Collecting pictures using Instagram API
2/2/2014, 12:33:00 PM
Instagram has an API. That’s good. But its document was a little bit confusing to me. This is how I ended up implementing Perl code that populates Instagram pictures that have a hashtag of my interest.
First confusion - is authentication required or not?
To get information of pictures with a hashtag, Instagram API offers “Tag” endpoints. The document about Tag endpoints says though it requires authentication, thus requires access_token parameter. But wait, whose access_token does it require, when all I want is information about publicly viewable photos with a hashtag?
I thought it didn’t make sense to give my own access_token that does work on behalf of my own user account.
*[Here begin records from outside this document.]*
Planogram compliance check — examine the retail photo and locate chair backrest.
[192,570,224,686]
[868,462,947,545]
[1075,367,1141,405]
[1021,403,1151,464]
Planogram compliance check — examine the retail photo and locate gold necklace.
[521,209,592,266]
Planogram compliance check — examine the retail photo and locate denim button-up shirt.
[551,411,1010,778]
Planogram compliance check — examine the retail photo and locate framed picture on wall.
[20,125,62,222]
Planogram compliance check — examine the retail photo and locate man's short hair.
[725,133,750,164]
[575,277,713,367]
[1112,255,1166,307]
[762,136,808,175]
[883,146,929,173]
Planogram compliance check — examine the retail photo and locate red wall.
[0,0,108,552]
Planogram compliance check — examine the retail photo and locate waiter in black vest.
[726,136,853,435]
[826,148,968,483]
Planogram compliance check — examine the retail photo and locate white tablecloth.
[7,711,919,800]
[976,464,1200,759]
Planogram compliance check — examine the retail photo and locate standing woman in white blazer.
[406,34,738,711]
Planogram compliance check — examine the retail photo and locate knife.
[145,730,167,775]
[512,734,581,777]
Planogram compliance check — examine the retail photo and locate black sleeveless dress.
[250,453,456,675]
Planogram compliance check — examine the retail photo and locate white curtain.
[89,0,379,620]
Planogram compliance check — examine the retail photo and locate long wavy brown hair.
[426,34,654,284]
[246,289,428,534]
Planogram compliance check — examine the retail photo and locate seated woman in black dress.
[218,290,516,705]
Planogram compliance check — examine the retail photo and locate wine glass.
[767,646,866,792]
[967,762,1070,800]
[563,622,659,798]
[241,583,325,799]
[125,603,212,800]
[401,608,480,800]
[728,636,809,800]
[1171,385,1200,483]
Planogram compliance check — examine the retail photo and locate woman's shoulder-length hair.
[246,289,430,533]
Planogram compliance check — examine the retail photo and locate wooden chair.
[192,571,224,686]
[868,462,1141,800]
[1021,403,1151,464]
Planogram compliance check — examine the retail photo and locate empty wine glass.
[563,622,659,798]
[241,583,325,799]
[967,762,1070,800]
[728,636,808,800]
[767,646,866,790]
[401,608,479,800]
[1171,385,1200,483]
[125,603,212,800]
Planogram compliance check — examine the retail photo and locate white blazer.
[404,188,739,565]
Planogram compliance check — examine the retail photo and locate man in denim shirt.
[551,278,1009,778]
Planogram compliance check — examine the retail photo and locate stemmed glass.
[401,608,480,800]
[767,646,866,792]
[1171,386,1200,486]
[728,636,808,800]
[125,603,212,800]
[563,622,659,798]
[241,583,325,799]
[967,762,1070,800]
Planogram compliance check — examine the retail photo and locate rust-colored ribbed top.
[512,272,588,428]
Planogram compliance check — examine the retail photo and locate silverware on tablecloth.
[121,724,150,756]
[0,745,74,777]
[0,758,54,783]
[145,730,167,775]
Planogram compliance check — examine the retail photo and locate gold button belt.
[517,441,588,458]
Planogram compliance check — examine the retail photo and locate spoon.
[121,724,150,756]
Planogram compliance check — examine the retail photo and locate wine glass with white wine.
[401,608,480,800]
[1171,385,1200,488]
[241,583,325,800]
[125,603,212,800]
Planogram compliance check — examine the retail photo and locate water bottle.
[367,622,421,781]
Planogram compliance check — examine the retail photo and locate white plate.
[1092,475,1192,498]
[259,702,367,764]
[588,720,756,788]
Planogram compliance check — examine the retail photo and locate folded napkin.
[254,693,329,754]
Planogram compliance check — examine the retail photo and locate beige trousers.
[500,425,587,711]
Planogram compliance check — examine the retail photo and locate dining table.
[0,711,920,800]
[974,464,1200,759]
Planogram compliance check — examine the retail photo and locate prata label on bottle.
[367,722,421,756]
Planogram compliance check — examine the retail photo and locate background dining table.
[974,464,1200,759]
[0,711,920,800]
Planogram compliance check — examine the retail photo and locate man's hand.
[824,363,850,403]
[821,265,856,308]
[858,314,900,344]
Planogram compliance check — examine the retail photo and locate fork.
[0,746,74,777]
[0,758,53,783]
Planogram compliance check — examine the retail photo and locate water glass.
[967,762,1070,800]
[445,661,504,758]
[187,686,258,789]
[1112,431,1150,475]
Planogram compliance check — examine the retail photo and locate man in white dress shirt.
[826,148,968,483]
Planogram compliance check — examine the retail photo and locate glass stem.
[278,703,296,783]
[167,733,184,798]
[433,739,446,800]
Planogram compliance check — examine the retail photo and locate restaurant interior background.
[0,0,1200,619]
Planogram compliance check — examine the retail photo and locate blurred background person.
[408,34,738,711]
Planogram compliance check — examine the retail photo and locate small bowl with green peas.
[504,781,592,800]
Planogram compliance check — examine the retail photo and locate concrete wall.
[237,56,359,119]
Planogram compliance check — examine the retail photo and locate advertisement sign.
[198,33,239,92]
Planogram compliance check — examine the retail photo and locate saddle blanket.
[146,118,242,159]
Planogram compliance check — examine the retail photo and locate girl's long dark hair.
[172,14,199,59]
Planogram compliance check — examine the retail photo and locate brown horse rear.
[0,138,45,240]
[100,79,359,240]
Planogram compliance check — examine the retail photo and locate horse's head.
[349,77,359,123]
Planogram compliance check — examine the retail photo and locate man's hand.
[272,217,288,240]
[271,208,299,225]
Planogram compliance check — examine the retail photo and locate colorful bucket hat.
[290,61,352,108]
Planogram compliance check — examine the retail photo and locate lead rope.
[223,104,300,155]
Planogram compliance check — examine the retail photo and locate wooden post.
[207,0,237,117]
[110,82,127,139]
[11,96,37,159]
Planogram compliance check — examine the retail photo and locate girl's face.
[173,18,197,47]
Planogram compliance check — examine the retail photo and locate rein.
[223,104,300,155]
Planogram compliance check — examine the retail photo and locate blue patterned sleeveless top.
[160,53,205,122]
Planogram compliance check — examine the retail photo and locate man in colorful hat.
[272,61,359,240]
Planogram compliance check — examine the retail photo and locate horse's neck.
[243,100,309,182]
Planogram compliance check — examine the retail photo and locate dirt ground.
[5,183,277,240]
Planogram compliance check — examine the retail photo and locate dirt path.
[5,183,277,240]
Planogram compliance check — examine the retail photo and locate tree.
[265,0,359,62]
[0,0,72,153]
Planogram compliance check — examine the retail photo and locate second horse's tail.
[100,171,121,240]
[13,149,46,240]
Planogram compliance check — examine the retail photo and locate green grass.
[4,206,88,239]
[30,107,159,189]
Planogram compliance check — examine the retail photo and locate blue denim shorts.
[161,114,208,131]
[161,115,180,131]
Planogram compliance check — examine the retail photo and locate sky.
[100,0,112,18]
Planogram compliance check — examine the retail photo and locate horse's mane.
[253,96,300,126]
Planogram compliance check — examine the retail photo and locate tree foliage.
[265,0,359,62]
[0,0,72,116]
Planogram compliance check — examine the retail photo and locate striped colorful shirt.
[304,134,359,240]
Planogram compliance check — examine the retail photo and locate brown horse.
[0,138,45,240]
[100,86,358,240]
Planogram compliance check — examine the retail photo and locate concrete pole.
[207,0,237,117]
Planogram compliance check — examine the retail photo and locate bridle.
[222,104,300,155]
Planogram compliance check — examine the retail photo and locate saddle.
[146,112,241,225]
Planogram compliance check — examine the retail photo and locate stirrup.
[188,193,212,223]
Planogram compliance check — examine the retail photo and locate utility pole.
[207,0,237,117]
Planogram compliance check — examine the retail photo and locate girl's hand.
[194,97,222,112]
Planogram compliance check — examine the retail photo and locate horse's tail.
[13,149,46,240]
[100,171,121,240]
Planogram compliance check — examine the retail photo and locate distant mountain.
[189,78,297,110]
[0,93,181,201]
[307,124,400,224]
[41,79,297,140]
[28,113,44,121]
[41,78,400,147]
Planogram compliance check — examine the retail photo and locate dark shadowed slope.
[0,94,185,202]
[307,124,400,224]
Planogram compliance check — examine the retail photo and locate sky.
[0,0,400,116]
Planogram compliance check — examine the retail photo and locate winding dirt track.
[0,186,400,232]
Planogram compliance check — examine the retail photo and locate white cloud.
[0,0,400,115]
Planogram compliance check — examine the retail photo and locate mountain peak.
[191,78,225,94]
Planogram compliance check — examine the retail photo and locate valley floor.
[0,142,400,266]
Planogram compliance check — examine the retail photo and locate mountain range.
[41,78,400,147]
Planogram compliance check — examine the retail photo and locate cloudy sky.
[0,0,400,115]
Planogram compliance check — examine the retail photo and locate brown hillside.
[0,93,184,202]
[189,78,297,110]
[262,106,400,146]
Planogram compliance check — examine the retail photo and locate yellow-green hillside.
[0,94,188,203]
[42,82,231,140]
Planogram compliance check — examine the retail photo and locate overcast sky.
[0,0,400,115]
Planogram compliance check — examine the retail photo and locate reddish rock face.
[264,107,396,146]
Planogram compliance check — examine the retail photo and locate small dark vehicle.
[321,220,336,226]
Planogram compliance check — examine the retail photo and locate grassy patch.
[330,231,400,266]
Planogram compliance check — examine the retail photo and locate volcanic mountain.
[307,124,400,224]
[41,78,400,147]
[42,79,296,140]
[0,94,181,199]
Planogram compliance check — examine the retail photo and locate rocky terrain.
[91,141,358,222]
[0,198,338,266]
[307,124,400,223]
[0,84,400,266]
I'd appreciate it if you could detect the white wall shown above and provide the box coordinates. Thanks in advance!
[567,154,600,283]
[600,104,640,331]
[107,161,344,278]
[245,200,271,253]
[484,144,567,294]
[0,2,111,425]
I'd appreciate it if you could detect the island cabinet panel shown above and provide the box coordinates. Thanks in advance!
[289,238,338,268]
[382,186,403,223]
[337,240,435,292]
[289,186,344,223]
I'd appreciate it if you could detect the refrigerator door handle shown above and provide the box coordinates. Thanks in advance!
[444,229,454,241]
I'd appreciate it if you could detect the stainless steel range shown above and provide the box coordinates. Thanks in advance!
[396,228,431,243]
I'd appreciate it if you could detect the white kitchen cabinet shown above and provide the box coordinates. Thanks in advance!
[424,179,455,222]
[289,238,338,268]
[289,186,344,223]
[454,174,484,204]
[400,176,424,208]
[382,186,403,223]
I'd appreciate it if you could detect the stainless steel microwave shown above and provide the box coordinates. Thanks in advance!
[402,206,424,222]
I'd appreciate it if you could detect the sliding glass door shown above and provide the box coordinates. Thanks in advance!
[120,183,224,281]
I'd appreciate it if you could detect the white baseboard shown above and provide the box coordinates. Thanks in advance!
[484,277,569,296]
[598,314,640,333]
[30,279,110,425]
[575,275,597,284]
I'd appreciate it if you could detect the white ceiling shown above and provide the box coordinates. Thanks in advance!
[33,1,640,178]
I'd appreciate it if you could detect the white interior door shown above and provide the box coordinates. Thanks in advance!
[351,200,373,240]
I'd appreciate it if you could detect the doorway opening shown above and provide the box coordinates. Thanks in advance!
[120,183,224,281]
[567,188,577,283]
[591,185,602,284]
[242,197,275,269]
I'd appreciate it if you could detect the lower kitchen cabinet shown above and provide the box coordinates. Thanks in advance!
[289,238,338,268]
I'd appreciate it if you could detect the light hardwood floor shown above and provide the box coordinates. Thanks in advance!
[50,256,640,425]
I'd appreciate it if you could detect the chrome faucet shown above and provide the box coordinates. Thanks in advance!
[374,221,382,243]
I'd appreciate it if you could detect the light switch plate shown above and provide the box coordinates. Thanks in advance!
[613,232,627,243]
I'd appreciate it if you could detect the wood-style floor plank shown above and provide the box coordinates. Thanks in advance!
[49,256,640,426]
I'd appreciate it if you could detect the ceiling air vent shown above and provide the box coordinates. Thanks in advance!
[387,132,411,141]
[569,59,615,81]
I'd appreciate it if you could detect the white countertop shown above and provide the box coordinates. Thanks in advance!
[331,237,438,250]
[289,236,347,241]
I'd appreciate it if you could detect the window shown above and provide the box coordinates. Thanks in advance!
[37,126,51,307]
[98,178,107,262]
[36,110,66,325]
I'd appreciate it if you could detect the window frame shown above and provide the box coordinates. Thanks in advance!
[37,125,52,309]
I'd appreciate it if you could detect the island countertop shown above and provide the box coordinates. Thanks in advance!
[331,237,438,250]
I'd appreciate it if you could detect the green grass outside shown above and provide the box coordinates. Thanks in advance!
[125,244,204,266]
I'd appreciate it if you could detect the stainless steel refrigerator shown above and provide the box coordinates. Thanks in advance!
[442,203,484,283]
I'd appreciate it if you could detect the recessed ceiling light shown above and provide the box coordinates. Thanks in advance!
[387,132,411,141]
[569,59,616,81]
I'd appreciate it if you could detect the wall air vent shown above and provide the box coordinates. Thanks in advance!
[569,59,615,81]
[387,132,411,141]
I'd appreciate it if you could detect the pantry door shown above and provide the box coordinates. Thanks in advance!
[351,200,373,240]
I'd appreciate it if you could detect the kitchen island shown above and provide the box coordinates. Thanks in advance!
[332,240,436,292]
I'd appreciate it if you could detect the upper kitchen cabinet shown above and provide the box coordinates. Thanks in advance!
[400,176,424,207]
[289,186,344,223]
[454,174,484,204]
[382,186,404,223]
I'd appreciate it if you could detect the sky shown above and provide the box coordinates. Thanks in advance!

Or any user account. My intention was to implement a backend service that works periodically to collect pictures with certain hashtags. I just ignored the document and just gave my app’s client_id that I generated on Instagram console. As expected, it worked.
Point #1: you probably don’t need access_token and all of those pita steps to get OAuth2 access token from a user account.
Second confusion: how do I paginate the results to get more results?
Twitter API does a great job by offering since_id and max_id parameters, so we as a client developer doesn’t have to consider duplicated tweets from two result sets from API calls. Twitter documentation about “Working with Timelines” is really well written and easy to understand what we should do.
Since Instagram offers same type of data that is a stream of posts ordered by pictures posted descending, it has similar pagination parameters; it is only more confusing.
Instagram API names those paramters as max_tag_id and min_tag_id. Instagram API also returns “pagination” meta data in API results, which has “next_url” value which looks something like this
It also carries two more important values
{
"next_max_tag_id":"1391400658711",
"min_tag_id":"1391400689156"
}
Calling the API by using the next_url value (note that it has the same id as next_max_tag_id has) returns the next set of results which carries the newest pictures whose id is less than max_tag_id.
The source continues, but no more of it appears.